L’enjeu est aussi géopolitiq­ue. Les tensions en mer de Chine du Sud, où Pékin s’approprie des archipels disputés avec le Vietnam, jouent également sur la volonté de Hanoï d’éviter à tout prix de se fournir auprès du géant asiatique. « Si le régime accepte des vaccins chinois, comment pourra-t-il s’opposer ensuite aux agissement­s de Pékin dans les eaux de la région ? » interroge le chercheur Le Hong Hiep. D’autant que le pays de l’oncle Hô compte sur sa propre production. Quatre vaccins sont en cours de développem­ent, faisant du Vietnam le seul membre de l’Asean lancé dans cette course. Le plus prometteur d’entre eux, le Nanocovax, est entré dans sa troisième phase de test début juin et pourrait être autorisé localement au mois d’août.
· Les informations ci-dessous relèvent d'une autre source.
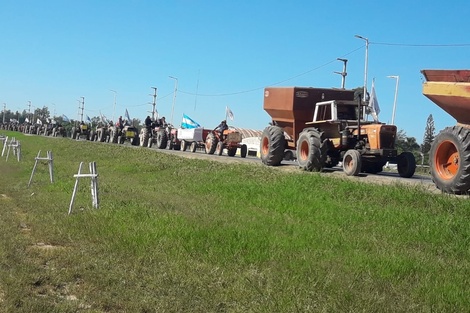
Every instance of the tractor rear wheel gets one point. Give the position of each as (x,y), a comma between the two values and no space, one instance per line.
(406,164)
(272,145)
(352,162)
(220,148)
(211,143)
(243,151)
(450,160)
(309,156)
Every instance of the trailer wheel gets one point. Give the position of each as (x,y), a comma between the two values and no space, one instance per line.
(272,145)
(308,151)
(232,151)
(406,164)
(144,137)
(211,143)
(450,160)
(193,146)
(220,148)
(352,162)
(243,151)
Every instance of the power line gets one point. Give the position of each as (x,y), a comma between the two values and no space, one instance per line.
(273,84)
(420,45)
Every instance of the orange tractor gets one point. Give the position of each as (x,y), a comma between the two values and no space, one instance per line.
(230,140)
(321,127)
(449,157)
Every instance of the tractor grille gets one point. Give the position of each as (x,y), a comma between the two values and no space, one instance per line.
(387,140)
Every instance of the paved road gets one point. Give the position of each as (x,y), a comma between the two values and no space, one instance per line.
(386,177)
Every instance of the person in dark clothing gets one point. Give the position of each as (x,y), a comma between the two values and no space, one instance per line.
(148,121)
(221,127)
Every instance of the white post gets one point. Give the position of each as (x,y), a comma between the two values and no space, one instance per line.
(94,185)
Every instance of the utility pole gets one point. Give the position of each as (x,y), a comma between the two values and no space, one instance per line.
(29,112)
(365,65)
(343,73)
(154,104)
(81,107)
(174,98)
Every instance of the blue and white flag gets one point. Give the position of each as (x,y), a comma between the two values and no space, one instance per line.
(65,118)
(228,113)
(189,122)
(103,118)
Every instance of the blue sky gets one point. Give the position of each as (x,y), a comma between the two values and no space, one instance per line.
(223,53)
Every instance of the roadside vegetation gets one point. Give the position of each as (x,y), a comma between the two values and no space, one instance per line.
(184,235)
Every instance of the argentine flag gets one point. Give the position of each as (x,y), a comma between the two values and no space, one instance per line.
(189,122)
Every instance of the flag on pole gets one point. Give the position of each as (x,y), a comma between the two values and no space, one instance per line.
(229,113)
(128,117)
(189,122)
(374,104)
(103,118)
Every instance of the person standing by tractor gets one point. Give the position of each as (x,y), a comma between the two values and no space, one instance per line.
(220,128)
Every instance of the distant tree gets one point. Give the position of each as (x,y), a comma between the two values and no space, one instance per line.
(429,135)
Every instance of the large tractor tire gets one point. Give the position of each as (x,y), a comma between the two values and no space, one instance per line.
(352,163)
(272,145)
(162,139)
(144,137)
(450,160)
(211,143)
(406,164)
(372,167)
(309,155)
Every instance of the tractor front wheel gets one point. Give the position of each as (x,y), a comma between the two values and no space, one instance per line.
(309,155)
(272,145)
(352,163)
(211,143)
(450,160)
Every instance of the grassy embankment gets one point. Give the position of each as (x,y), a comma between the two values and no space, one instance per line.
(180,235)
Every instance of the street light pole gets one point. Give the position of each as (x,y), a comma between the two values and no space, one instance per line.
(395,99)
(365,66)
(114,107)
(174,98)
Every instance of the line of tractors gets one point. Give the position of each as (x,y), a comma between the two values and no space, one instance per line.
(320,128)
(157,134)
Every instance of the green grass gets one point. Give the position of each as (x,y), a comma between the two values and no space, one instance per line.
(182,235)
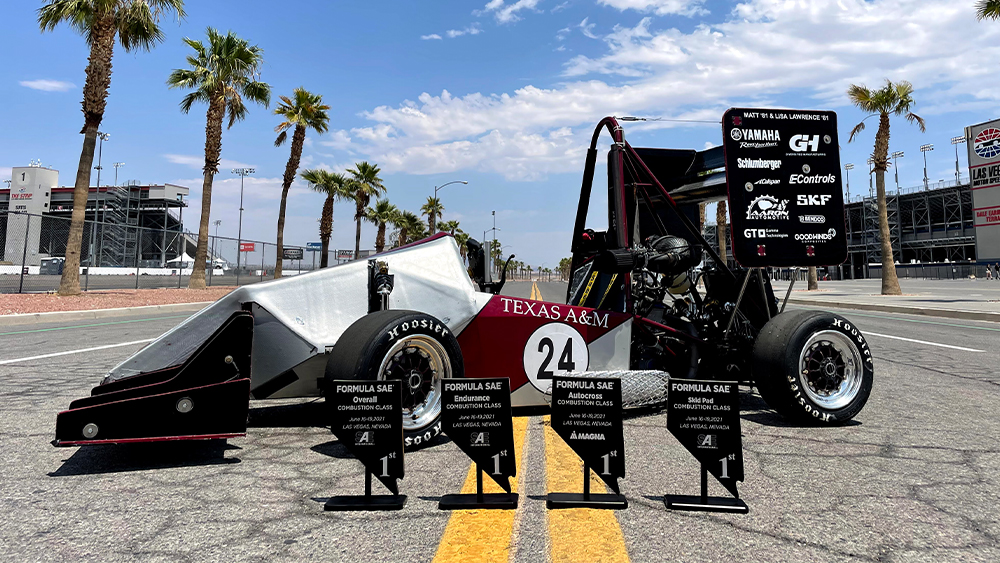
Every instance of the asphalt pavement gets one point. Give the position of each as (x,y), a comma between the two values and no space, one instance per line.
(914,478)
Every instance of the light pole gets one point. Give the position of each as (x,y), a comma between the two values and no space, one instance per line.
(926,149)
(848,167)
(895,155)
(242,173)
(957,141)
(100,152)
(871,170)
(217,222)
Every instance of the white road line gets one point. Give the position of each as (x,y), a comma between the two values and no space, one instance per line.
(867,333)
(82,350)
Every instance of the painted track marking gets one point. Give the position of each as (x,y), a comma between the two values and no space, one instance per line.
(578,534)
(964,349)
(80,351)
(484,535)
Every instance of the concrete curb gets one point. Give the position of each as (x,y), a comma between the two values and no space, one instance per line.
(927,312)
(65,316)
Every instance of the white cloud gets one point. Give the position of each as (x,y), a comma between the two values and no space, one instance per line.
(198,162)
(47,85)
(507,13)
(339,139)
(659,7)
(587,28)
(473,29)
(766,51)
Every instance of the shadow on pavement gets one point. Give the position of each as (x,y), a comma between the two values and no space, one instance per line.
(92,460)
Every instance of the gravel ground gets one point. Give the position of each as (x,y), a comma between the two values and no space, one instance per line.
(48,302)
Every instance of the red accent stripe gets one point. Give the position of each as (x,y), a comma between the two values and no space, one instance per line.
(157,439)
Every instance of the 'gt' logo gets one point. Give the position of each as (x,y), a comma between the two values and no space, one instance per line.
(804,199)
(803,143)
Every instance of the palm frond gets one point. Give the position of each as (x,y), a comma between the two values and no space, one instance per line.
(281,137)
(988,9)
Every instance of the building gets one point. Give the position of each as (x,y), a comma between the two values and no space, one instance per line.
(127,226)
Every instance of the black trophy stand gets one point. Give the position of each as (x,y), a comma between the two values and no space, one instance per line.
(478,500)
(368,501)
(705,503)
(607,501)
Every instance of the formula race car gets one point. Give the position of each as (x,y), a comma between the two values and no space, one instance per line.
(633,308)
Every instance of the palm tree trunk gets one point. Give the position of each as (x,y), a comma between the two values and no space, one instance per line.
(213,148)
(298,139)
(720,220)
(325,230)
(380,238)
(890,283)
(95,95)
(357,232)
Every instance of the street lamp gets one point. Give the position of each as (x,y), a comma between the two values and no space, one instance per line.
(895,155)
(960,140)
(242,173)
(848,167)
(117,165)
(925,149)
(100,152)
(871,170)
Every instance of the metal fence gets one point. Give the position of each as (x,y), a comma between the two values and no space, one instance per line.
(117,256)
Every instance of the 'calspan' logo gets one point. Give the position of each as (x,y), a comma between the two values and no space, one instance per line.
(987,143)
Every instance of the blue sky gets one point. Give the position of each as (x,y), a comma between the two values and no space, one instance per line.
(504,94)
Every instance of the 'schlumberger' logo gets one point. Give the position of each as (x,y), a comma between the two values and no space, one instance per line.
(768,208)
(758,163)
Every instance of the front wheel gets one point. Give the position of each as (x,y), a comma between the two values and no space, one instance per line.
(413,347)
(813,366)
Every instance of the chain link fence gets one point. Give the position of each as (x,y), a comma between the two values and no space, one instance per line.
(121,256)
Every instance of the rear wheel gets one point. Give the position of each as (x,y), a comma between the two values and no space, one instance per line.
(813,366)
(413,347)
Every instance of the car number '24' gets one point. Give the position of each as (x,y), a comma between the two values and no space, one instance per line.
(554,349)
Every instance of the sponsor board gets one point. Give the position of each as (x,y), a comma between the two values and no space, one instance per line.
(983,144)
(778,194)
(587,414)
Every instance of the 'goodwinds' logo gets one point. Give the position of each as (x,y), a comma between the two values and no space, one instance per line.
(768,208)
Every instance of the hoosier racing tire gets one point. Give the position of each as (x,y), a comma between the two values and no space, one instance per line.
(813,367)
(410,346)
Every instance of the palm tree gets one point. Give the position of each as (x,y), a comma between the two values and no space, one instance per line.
(448,227)
(895,99)
(988,9)
(135,24)
(306,111)
(383,213)
(335,187)
(720,226)
(462,238)
(407,221)
(222,74)
(365,184)
(432,209)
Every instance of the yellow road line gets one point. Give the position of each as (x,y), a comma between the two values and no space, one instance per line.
(483,535)
(578,534)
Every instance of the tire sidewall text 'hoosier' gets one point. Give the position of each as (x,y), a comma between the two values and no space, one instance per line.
(779,359)
(365,348)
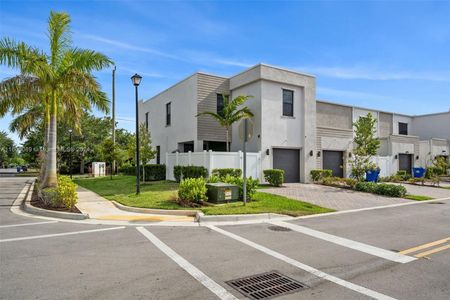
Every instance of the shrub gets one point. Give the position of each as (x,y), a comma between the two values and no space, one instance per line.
(319,175)
(252,184)
(65,195)
(390,190)
(192,190)
(367,187)
(155,172)
(227,171)
(181,172)
(274,176)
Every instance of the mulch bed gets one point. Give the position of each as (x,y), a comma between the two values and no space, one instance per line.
(37,202)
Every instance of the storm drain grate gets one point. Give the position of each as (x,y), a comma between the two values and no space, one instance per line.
(266,285)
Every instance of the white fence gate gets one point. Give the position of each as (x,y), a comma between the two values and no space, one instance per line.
(215,160)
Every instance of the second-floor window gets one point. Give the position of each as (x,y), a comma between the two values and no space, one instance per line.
(403,128)
(168,114)
(220,104)
(288,103)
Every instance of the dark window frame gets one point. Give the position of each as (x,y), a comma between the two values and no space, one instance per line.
(168,114)
(402,128)
(285,103)
(220,104)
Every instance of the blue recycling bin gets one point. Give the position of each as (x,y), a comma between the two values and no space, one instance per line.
(419,172)
(372,175)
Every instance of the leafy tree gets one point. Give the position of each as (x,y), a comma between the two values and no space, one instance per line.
(145,144)
(233,111)
(58,80)
(366,146)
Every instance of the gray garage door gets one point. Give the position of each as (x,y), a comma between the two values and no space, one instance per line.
(289,161)
(334,160)
(405,162)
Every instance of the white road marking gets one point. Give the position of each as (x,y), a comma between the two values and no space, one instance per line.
(210,284)
(58,234)
(27,224)
(309,269)
(375,251)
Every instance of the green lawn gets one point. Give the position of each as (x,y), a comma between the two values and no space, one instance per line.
(418,197)
(162,195)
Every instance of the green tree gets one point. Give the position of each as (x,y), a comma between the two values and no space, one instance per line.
(233,111)
(145,146)
(61,78)
(365,146)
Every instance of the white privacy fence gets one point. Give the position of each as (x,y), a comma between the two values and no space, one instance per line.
(215,160)
(384,163)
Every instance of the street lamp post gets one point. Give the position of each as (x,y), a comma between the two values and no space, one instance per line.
(136,79)
(70,152)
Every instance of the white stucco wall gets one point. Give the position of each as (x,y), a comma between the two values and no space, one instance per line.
(183,128)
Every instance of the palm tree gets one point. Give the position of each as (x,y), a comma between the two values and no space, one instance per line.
(232,112)
(60,82)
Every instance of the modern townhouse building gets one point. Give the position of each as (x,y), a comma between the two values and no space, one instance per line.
(292,130)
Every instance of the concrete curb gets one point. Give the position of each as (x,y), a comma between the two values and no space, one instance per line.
(189,213)
(201,218)
(48,213)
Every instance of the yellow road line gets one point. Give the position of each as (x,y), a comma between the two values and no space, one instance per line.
(433,251)
(425,246)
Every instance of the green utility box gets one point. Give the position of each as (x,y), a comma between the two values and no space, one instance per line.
(222,192)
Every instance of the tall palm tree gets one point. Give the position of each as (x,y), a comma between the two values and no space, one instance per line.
(233,111)
(63,82)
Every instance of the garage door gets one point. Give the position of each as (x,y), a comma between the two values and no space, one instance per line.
(289,161)
(405,162)
(334,160)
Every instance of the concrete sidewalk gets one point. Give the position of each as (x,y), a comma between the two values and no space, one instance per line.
(100,208)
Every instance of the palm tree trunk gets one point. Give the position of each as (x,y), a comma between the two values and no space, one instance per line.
(50,161)
(228,138)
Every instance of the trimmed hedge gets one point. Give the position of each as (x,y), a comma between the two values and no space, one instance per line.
(153,172)
(390,190)
(227,171)
(182,172)
(274,177)
(319,175)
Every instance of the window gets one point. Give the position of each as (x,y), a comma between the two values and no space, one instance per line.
(403,128)
(220,104)
(168,114)
(158,155)
(288,103)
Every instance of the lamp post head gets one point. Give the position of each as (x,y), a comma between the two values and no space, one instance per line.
(136,79)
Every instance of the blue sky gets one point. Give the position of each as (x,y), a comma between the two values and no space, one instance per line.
(393,56)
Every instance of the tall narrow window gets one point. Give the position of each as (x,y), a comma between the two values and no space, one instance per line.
(168,114)
(220,104)
(402,128)
(288,103)
(158,155)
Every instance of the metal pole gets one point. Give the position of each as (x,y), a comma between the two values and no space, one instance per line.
(70,157)
(138,181)
(244,188)
(113,168)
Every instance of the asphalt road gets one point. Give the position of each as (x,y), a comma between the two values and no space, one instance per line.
(343,256)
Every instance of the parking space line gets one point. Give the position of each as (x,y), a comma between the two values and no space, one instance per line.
(425,246)
(59,234)
(435,250)
(309,269)
(27,224)
(210,284)
(375,251)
L’entreprise en charge de son développem­ent, Nanogen, dit pouvoir produire 10 millions de doses par mois. Ce produit « made in Vietnam » serait en mesure de « sensibleme­nt accélérer la campagne vaccinale », estime Le Hong Hiep. A Hanoï, Pham Lan, qui « croi[t] en la médecine vietnamien­ne », l’attend avec impatience.